‘Fog of war’ is a military term describing uncertainty in a situation due to the lack of information. In the context of saddles, we are often unaware of the necessary facts required to select the right saddle; when using a new one, it can be difficult to isolate the root causes and resolve issues that crop up. We discuss different aspects of this fog: the impact of sitbone width guesstimation, reference points used when providing and receiving saddle feedback, the conveyance of intended saddle usage from designer to the cyclist, and various contributing factors to specific problems.

Sitbone width

Sitbone width distribution

Knowing sitbone width is necessary to find the right saddle. Too narrow, our sitbones won’t be supported. Too wide, the saddle sides can interfere with pedaling. In some cases, saddles designed for a particular width incorporate features intended for sitting at certain positions in a specific way (e.g. upright with sitbones around the middle of saddle wings); a deviation from the designed-for width may result in incorrect usage of the saddle.

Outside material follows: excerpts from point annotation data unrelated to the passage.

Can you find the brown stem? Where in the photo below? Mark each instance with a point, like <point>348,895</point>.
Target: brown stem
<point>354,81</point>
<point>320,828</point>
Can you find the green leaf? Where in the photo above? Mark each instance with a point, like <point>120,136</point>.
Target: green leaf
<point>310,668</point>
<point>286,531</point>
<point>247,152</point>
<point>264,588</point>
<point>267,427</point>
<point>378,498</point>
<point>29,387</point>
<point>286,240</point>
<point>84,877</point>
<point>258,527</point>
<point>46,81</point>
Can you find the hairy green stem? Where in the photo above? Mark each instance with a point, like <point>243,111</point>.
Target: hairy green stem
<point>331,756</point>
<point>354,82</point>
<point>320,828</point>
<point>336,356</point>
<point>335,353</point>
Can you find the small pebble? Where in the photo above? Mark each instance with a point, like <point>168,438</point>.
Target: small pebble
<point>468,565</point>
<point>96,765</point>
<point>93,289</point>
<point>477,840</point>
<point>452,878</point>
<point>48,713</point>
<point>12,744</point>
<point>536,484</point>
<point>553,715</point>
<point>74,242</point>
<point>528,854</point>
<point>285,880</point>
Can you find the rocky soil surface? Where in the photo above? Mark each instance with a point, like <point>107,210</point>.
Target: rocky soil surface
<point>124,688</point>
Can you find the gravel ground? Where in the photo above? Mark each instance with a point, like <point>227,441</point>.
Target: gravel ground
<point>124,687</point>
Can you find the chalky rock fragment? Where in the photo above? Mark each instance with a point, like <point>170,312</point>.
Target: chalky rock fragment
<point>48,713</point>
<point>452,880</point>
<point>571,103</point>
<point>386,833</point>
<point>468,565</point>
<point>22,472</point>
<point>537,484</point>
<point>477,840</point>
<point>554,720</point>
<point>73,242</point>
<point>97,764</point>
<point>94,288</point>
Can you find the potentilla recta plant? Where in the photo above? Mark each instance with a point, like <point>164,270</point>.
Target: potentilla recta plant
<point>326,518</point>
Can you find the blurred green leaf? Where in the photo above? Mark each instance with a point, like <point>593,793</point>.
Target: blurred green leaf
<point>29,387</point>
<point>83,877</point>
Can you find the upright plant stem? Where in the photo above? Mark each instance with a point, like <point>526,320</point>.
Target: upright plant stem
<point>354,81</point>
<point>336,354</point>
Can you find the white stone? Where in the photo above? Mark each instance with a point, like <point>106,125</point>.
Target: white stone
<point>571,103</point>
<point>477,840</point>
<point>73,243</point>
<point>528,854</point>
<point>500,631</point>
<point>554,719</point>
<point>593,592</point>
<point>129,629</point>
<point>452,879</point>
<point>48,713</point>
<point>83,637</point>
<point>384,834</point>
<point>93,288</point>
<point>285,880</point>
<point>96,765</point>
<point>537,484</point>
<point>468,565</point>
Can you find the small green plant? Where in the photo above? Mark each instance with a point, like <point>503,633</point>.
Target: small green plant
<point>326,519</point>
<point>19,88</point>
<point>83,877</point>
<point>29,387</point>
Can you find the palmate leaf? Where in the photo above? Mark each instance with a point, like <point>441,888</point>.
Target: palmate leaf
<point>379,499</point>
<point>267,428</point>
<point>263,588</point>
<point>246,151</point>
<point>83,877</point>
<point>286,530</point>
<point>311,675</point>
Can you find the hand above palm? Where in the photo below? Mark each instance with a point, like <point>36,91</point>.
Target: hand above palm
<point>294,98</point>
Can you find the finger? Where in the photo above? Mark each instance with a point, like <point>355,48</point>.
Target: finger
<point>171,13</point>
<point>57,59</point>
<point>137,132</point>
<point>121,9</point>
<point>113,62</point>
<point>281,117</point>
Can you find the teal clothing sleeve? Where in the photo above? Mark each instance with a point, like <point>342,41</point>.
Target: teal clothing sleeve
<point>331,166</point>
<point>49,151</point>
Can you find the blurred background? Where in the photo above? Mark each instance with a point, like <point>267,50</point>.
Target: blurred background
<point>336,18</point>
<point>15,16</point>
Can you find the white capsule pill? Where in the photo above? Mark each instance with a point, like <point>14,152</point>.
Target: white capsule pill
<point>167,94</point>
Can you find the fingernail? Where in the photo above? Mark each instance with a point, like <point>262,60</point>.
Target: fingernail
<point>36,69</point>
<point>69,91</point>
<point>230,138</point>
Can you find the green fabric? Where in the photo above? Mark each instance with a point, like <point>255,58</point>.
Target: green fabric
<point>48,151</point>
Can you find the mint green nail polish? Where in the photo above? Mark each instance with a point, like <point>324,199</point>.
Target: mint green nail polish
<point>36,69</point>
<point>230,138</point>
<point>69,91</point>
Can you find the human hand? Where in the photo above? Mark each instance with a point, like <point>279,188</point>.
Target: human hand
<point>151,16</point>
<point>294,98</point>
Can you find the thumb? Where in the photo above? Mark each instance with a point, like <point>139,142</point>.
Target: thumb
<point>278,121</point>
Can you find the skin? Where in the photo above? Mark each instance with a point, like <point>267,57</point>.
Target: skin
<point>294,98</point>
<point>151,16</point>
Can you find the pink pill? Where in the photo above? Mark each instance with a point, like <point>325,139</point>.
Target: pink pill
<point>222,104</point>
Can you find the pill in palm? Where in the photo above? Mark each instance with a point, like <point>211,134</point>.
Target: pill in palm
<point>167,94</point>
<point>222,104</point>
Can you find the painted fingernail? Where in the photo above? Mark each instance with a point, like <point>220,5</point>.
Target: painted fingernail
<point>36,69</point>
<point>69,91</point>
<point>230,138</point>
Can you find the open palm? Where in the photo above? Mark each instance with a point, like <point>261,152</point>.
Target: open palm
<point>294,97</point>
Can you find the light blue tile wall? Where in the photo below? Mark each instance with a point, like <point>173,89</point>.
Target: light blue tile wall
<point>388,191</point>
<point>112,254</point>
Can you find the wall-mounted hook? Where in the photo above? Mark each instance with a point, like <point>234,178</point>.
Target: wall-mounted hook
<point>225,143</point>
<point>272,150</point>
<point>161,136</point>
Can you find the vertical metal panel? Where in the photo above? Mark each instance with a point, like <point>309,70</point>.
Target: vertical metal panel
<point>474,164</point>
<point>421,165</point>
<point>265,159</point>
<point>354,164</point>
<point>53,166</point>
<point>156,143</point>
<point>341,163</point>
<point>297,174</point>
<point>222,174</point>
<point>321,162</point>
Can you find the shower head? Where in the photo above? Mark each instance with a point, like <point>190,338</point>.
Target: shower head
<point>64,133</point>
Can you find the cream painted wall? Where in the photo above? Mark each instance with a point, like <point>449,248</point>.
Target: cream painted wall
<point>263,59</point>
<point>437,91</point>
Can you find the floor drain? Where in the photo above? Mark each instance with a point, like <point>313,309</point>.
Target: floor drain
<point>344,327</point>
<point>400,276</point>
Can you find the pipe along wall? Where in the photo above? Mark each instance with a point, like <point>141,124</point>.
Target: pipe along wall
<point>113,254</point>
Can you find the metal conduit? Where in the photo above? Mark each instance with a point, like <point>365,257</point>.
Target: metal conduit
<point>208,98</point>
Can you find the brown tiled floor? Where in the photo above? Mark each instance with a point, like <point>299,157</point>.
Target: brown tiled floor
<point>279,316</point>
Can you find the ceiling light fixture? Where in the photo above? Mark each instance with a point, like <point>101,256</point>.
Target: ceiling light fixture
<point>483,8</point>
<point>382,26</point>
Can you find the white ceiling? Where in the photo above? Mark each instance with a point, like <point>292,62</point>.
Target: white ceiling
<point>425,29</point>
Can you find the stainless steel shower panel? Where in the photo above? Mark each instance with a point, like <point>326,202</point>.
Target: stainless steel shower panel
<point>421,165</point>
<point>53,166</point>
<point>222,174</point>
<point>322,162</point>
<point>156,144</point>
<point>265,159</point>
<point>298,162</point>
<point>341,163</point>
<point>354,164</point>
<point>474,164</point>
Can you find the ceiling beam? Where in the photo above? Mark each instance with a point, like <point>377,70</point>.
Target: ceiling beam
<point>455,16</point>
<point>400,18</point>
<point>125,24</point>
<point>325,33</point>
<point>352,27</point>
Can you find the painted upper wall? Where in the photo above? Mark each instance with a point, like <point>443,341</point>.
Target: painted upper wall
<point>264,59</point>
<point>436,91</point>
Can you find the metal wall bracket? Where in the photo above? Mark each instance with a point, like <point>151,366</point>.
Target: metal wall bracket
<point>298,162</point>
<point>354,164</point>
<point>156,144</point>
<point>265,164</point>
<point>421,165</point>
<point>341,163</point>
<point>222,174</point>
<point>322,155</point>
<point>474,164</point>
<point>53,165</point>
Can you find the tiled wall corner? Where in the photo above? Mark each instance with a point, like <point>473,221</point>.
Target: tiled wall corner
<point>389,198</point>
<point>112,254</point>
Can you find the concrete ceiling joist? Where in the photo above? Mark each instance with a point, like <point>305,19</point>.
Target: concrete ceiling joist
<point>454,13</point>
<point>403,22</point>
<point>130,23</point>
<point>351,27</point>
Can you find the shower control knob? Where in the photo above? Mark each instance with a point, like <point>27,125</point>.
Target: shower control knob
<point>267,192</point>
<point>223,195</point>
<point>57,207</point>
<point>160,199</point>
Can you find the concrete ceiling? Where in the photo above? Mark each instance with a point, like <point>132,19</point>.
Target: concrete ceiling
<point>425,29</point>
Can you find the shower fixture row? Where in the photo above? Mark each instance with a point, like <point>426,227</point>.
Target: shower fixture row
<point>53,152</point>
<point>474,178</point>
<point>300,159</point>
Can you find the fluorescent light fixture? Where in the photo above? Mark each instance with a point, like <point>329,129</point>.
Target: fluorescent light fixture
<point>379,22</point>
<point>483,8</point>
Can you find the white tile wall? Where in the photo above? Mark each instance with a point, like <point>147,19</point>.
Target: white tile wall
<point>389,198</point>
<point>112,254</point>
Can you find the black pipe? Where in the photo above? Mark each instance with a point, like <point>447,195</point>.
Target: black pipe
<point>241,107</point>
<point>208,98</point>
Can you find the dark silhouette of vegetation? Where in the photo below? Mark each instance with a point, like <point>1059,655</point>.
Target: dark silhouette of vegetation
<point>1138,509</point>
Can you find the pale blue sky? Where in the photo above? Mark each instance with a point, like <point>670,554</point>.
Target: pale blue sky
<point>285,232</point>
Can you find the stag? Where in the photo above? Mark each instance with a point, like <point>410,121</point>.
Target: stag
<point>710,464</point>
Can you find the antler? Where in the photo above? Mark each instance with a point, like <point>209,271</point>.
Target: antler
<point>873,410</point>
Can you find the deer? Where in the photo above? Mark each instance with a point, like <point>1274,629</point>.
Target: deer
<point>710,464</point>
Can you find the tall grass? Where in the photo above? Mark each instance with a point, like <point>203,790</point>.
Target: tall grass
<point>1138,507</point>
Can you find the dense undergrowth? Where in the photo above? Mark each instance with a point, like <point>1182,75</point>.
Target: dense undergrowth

Not knowing our sitbone widths has other implications. Sitting on a saddle that is too narrow places more pressure on the perineum. If we are unaware that properly supported sitbones can relieve perineum pressure, we may come to the incorrect conclusion that a channel or a cutout is necessary. While the latter can indeed help, the better solution is to find a saddle that is wide enough.

Reference points

Saddle design

Multiple contributing factors

Chafing is an issue that can have multiple contributing factors. Poorly adjusted chamois, poor fitting bibs/shorts, poor fitting saddle, friction caused by excessive sweat drying in the chamois are all contributing factors.

Lifting the Fog of War

  1. Know our anatomies — using various measurement tools available at local bike shops, or homemade options, determine our sitbone widths.
  2. The intended posture(s) for a saddle needs to be conveyed from the designer to the cyclist. In addition to the general type of cycling activity (e.g. time-trial, or cyclocross), how and where the cyclist sits on the saddle should also be stated. This knowledge can be used for saddle adjustments, enhancing fit and comfort.
  3. Consider relevant reference points when providing and receiving saddle-related feedback. For instance, when discussing saddle flexibility, include weights of cyclists who tested the saddle. When discussing saddle fit, include sitbone widths, sitting location on saddle, fore/aft position of the saddle and its tilt, and whether weight is placed solely on the sitbones and/or the rami.
  4. To determine root causes, change variables one at a time and observe the result. E.g. if chafing tends to occur in the summer and/or on long rides, try using chamois cream to mitigate friction caused by sweat.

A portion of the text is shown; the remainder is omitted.